Und wer ist in diesem Vergleich der große Verlierer? Tamino jedenfalls nicht. Das Wahnsinnstalent mit der unglaublich sonoren Dreioktavenstimme, schon jetzt mit einem guten Ruf gesegnet und demnächst gewiss noch weitaus mehr im Licht der Öffentlichkeit, spielt vor rund tausend Festivalbesuchern, nebenan vor der Videoleinwand sitzt gerade mal die Hälfte. Und The Kills treten im Zelt vor rund zweitausend Leuten auf.

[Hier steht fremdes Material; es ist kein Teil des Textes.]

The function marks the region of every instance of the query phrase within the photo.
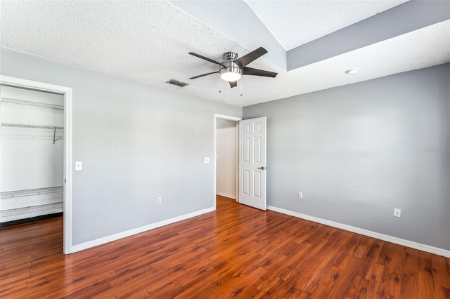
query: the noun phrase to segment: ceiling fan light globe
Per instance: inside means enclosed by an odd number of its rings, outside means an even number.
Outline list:
[[[241,74],[239,73],[235,73],[233,72],[224,72],[220,75],[220,77],[225,81],[229,82],[233,82],[235,81],[238,81],[240,79]]]

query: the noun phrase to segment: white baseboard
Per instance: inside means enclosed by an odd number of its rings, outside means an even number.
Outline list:
[[[229,198],[231,198],[231,199],[236,199],[236,195],[227,194],[226,193],[218,192],[217,191],[216,191],[216,194],[220,195],[221,197],[229,197]]]
[[[109,243],[112,241],[118,240],[119,239],[125,238],[127,237],[132,236],[134,234],[139,234],[141,232],[146,232],[150,230],[160,227],[162,226],[167,225],[172,223],[174,223],[179,221],[184,220],[186,219],[191,218],[193,217],[198,216],[202,214],[212,212],[214,211],[214,207],[205,208],[195,212],[190,213],[188,214],[182,215],[181,216],[175,217],[174,218],[167,219],[167,220],[160,221],[159,222],[152,223],[148,225],[145,225],[141,227],[134,228],[132,230],[127,230],[126,232],[119,232],[117,234],[112,234],[110,236],[104,237],[103,238],[97,239],[92,241],[89,241],[81,244],[72,246],[70,250],[70,253],[73,253],[77,251],[95,247],[98,245]]]
[[[317,217],[310,216],[309,215],[302,214],[301,213],[294,212],[292,211],[285,210],[284,208],[277,208],[276,206],[268,206],[267,209],[304,219],[307,220],[321,223],[333,227],[340,228],[341,230],[347,230],[349,232],[355,232],[356,234],[363,234],[364,236],[371,237],[372,238],[378,239],[382,241],[387,241],[388,242],[402,245],[404,246],[410,247],[422,251],[428,252],[430,253],[434,253],[438,255],[445,256],[446,258],[450,258],[450,251],[439,248],[438,247],[434,247],[430,245],[425,245],[420,243],[414,242],[413,241],[397,238],[397,237],[389,236],[387,234],[372,232],[371,230],[356,227],[352,225],[347,225],[342,223],[335,222],[331,220],[327,220],[326,219],[319,218]]]

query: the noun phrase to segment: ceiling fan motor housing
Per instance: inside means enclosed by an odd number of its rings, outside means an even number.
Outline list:
[[[236,52],[226,52],[224,54],[225,61],[221,62],[222,65],[220,65],[219,68],[220,76],[224,80],[230,81],[230,79],[226,79],[227,76],[231,78],[236,78],[236,74],[238,74],[238,77],[240,78],[240,75],[242,75],[242,69],[233,62],[233,60],[237,58],[238,53]],[[231,81],[234,81],[234,79]]]

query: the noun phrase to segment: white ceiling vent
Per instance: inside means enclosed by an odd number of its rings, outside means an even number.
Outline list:
[[[169,84],[176,85],[177,86],[180,86],[180,87],[184,87],[184,86],[186,86],[189,85],[188,83],[181,82],[181,81],[177,81],[177,80],[174,80],[173,79],[171,79],[170,80],[169,80],[166,83],[168,83]]]

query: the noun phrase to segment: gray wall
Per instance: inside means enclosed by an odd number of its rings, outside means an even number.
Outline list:
[[[268,204],[450,250],[450,152],[426,150],[450,147],[449,82],[446,64],[244,107],[267,117]]]
[[[213,206],[214,114],[242,108],[1,48],[2,75],[73,88],[73,245]],[[170,78],[167,78],[169,79]],[[156,204],[157,197],[162,198]]]

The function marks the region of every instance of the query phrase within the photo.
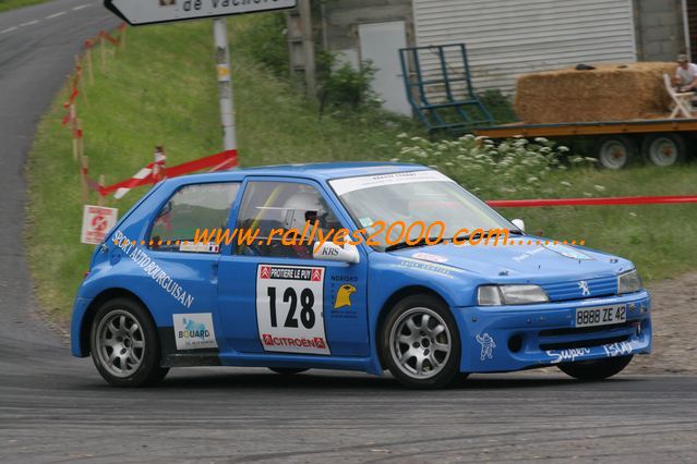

Musik gegen Fußball: zwei zu eins

Das Duo um Alison Mosshart und Kate Moss’ Ex-Ehemann Jamie Hince tourt zurzeit mit den Foo Fighters, die Macher des Maifeld-Derbys haben die Band für einen exklusiven Festivalauftritt gebucht. Das sagt schon einiges über den Stellenwert, den sich das Mannheimer Festival bei seiner heuer achten Auflage mittlerweile erarbeitet hat. Dummerweise ist der Mann am Kills-Mischpult derzeit offenbar nur die Riesenarenen gewohnt, welche die Foo Fighters füllen, denn der Sound ist so brachial laut ausgesteuert, dass die Songperlen von Hince und Mosshart völlig zerdonnert werden und allen um ihre Ohren besorgten Besuchern das Heil nur in der Flucht bleibt.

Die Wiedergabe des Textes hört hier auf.